As for the action, "the first two frames were pretty lively", the commentator confided. We joined the action, though, in frame three, and pretty soporific stuff it was too. Higgins strolled to a straightforward victory and White, waving genially to the crowd, wandered off to raise hell with a mug of Ovaltine. Right now, the only way to make snooker on television exciting is to watch it in a war zone.
Earlier in the week, Panorama (BBC1) debated the question "Should boxing be banned?" A sport was on trial, and the prosecuting counsels, Roy Hattersley and Dr Fleur Fisher, had all the most emotive evidence. The defence case was presented by Colin Hart of the Sun and Nicky Piper, who when he isn't in the ring is the chairman of the Professional Boxers' Association.
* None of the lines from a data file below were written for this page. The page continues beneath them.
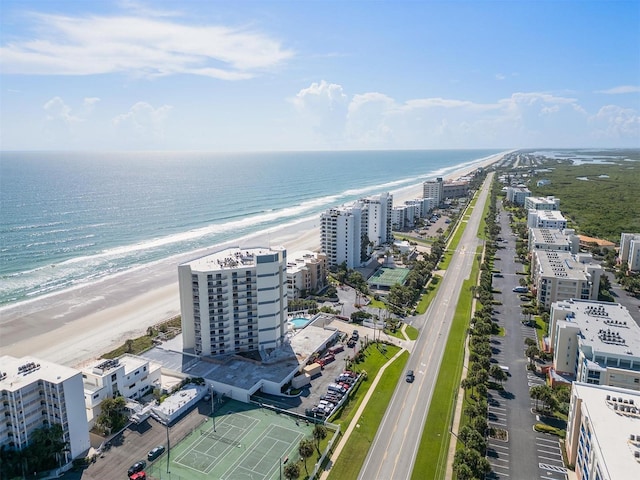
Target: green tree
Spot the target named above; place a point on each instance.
(319, 434)
(305, 449)
(112, 417)
(291, 471)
You can easily tell when Piper swaps one role for the other: he puts his glasses on.
Hattersley, his technique honed by years of parliamentary bickering, was easily the most impressive debater. His intellectual dissection of the former European welterweight champion Gary Jacobs was as ruthless in its own way as anything that Jacobs is likely to have faced in the ring. But despite their skills, and some pretty compelling evidence, the anti-boxers were soundly defeated when the studio audience voted at the end of the debate. No doubt the editor of Sportsnight was mightily relieved.